Invertebrates in the Plankton: Annelida


Polychaete worms are extremely common in both muddy (False Bay) and rocky (Cattle Point) benthic habitats. However, many of these animals also spend at least part of their lives in the plankton, either as larvae, or as spawning (reproductive) adults.

Epitokes are benthic worms, or parts of worms, that swim to the surface and release eggs or sperm. In one family of polychaetes, the syllids, the posterior (rear) portion of the worms is modified to carry either eggs or sperm. This epitoke eventually breaks off from the main part of the worm, and swims to the surface to reproduce. After the eggs are fertilized, female epitokes brood the embryos in sacs on their stomachs until they hatch (see photo on left, below). The remaining benthic worm is called an atoke, and will continue to feed and grow, eventually producing new epitokes. Syllid epitokes have been observed to periodically form immense swarms of reproductive individuals in surface waters. This interesting behavior is thought to be regulated by the lunar cycle, with a peak near the full moon.

Other worm families, such as nereids, have pelagic (free-swimming) representatives that resemble epitokes. However, instead of breaking off the end of benthic worms, the entire individual swims to the surface where the body wall ruptures, filling the water with eggs and sperm.  Like syllids, nereid worms often synchronize the release of gametes (eggs and sperm) by swarming together. Presumably this behaviour will maximize the chance that individual eggs will become fertilized.
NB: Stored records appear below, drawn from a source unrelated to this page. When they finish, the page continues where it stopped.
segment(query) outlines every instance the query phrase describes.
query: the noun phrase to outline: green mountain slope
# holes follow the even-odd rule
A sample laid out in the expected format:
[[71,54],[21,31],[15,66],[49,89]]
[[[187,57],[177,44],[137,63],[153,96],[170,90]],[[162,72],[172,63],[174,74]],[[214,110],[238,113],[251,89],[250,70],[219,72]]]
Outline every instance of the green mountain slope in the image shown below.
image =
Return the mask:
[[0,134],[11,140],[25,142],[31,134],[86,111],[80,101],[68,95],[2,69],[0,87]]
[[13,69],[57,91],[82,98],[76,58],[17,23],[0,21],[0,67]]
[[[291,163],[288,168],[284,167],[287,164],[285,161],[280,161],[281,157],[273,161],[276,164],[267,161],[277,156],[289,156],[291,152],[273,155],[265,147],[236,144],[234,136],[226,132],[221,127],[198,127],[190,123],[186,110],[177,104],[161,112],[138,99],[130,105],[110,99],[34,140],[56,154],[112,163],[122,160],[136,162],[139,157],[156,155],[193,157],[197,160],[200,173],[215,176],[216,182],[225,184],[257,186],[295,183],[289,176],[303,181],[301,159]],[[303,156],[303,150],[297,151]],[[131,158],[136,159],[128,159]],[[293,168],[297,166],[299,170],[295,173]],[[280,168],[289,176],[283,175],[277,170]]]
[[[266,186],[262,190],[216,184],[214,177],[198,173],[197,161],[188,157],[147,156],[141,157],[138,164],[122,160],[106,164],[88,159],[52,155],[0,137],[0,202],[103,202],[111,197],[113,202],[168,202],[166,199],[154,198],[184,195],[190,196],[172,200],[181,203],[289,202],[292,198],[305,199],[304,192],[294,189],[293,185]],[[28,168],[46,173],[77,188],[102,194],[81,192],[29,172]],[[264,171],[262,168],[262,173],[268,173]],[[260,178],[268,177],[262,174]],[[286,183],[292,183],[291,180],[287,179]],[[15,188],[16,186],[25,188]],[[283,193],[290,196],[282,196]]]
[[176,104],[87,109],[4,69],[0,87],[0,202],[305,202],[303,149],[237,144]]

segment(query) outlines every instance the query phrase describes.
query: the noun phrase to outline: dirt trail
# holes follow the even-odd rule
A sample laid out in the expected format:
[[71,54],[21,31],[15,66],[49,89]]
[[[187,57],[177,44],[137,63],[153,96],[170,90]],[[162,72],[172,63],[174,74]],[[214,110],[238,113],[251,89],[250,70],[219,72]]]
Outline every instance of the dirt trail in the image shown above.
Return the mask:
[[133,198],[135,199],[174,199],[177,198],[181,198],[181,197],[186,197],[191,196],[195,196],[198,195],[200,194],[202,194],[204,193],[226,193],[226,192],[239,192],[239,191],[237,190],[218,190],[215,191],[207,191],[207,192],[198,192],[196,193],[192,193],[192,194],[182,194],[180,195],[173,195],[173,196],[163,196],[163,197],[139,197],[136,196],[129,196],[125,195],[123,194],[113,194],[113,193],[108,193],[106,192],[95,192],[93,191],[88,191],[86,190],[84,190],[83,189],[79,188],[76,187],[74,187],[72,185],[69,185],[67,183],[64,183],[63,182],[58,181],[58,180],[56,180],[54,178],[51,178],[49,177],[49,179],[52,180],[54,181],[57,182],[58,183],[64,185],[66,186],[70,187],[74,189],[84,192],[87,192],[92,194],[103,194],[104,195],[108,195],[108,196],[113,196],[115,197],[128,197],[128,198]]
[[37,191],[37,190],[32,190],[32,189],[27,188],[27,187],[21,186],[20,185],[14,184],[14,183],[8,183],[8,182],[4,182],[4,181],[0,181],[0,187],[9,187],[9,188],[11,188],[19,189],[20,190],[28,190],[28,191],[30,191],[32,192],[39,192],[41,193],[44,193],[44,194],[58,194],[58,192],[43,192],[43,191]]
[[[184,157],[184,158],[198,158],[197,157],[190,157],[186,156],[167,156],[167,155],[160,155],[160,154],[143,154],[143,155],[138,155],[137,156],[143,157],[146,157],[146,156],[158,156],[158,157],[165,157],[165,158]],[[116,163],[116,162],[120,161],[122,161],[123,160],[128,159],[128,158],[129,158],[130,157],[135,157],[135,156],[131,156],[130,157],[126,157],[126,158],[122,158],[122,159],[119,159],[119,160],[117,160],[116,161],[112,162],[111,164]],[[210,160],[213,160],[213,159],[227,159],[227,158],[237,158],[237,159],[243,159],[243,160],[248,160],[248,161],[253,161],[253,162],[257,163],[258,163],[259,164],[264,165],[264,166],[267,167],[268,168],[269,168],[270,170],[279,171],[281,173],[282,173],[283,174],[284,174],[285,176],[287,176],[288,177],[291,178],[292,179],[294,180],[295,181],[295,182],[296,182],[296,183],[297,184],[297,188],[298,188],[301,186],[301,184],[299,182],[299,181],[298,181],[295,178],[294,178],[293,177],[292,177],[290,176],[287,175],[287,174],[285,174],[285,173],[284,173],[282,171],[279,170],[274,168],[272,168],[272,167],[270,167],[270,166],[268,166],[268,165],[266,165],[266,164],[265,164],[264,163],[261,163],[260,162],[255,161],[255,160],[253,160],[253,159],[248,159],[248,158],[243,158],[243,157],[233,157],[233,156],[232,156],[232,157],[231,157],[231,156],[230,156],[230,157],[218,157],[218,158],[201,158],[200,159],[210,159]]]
Pelagic polychaetes and epitokes use parapodia, appendages that protrude from the body, and peristaltic muscle waves to propel themselves through the water. Click here to see a movie of a swimming syllid.
The other common planktonic form of many polychaetes is a developing larva. Below is a particular larval type (mitraria) produced by polychaetes belonging to the family Oweniidae. Mitrarian larvae have a simple band of cilia, which can be seen as the darker band around the edge of the bell. This ciliated band moves particles of food pulled from the surrounding water into a groove that directs them to the larval mouth. The sharp spine-like projections called setae (bristles) are probably useful as protection from predators, and to help prevent larvae from sinking too rapidly (remember that small planktonic animals are generally not strong swimmers).